SPEECHES FROM ROMEO AND JULIET
Choose a speech to memorize. You will be quizzed orally during the movie.
Mercutio—dream speech
Act I, Scene 4
O, then I see Queen Mab hath been with you.
She is the fairies’ midwife, and she comes
In shape no bigger than an agate stone
On the forefinger of an alderman,
Drawn with a team of little atomies
Over men’s noses as they lie asleep;
Her wagon spokes made of long spinners’ legs,
The cover, of the wings of grasshoppers;
Her traces, of the smallest spider web;
Her collars, of the moonshine’s wat’ry beams;
Her whip, of cricket’s bone; the lash of film;
Her wagoner, a small gray-coated gnat,
Not half so big as a round little worm
Pricked from the lazy finger of a maid;
Romeo and Juliet—first meeting
Act I, Scene 5
If I profane with my unworthiest hand
This holy shrine, the gentle sin is this:
My lips, two blushing pilgrims, ready stand
To smooth that rough touch with a tender kiss.
Good pilgrim, you do wrong your hand too much,
Which mannerly devotion shows this;
For saints have hands that pilgrims’ hands do touch,
And palm to palm is holy palmers’ kiss.
Have not saints lips, and holy palmers too?
Ay, pilgrim, lips that they must use in prayer.
O, then, dear saint, let lips do what hands do!
They prey; grant thou, lest faith turn to despair.
Saints do not move, though grant for prayers’ sake,
Then move not while my prayer’s effect I take. (kiss)
Romeo—balcony
Act II, Scene 2
But soft! What light through yonder window breaks?
It is the East, and Juliet is the sun!
Arise, fair sun, and kill the envious moon,
Who is already sick and pale with grief
That thou her maid are far more fair than she.
Be not her maid, since she is envious.
Her vestal livery is but sick and green,
And none but fools do wear it. Cast it off.
It is my lady! O, it is my love!
O, that she knew she were!
She speaks, yet she says nothing. What of that?
Her eye discourses; I will answer it.
I am too bold; ‘tis not to me she speaks.

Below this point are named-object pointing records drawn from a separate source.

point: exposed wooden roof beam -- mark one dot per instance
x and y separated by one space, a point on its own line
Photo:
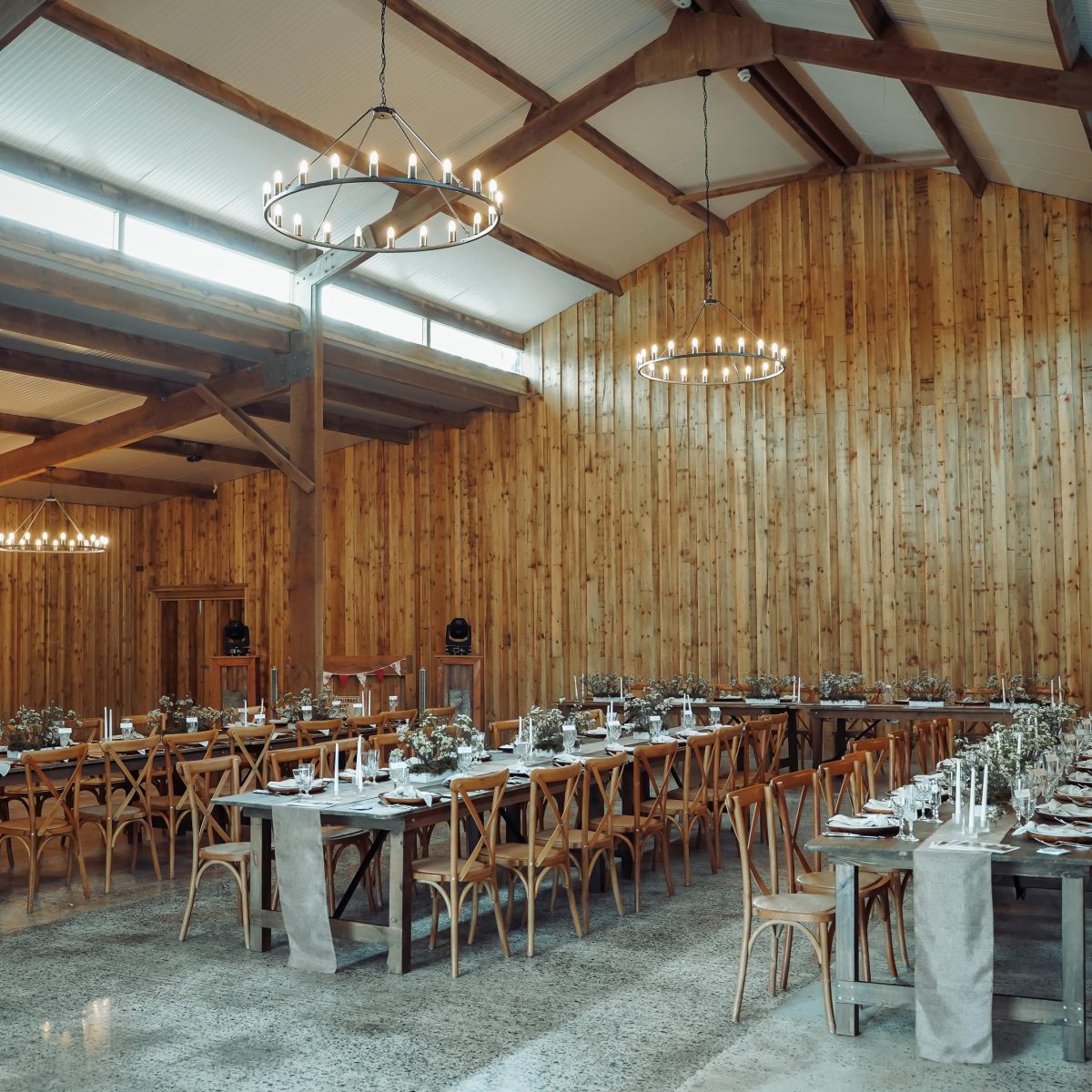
792 102
882 27
767 181
540 101
16 15
261 440
126 483
399 408
1071 52
150 419
20 425
202 83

Two of the fairest stars in all the heaven,
Having some business, do entreat her eyes
To twinkle in their spheres till they return.
Juliet and Romeo—balcony
Act II, Scene 2
‘Tis but thy name that is my enemy.
Though art thyself, though not a Montague.
What’s Montague? It is not hand, nor foot,
Nor arm, nor face,nor any other part
Belonging to a man. O, be some other name!
What’s in a name? That which we call a rose
By any other name would smell as sweet.
So Romeo would, were he not Romeo called,
Retain that dear perfection which he owes
Without that title. Romeo, doff thy name;
And for thy name, which is no part of thee,
Take all myself.
I take thee at thy word.
Call me but love, and I’ll be new baptized;
Henceforth I never will be Romeo.
Friar—chastising Romeo
Act III, Scene 3
What, rouse thee, man! Thy Juliet is alive,
For whose dear sake thou wast but lately dead.
There art thou happy. Tybalt would kill thee,
But thou slewest Tybalt. There art though happy.
The law, that threatened death, becomes thy friend
And turns it to exile. There art thou happy.
A pack of blessings light upon thy back;
Happiness courts thee in her best array;
But, like a misbehaved and sullen wench,
Thou pouts thy fortune and thy love.
Take heed, take heed, for such die miserable.
Go get thee to thy love, as was decreed,
Ascend her chamber, hence and comfort her.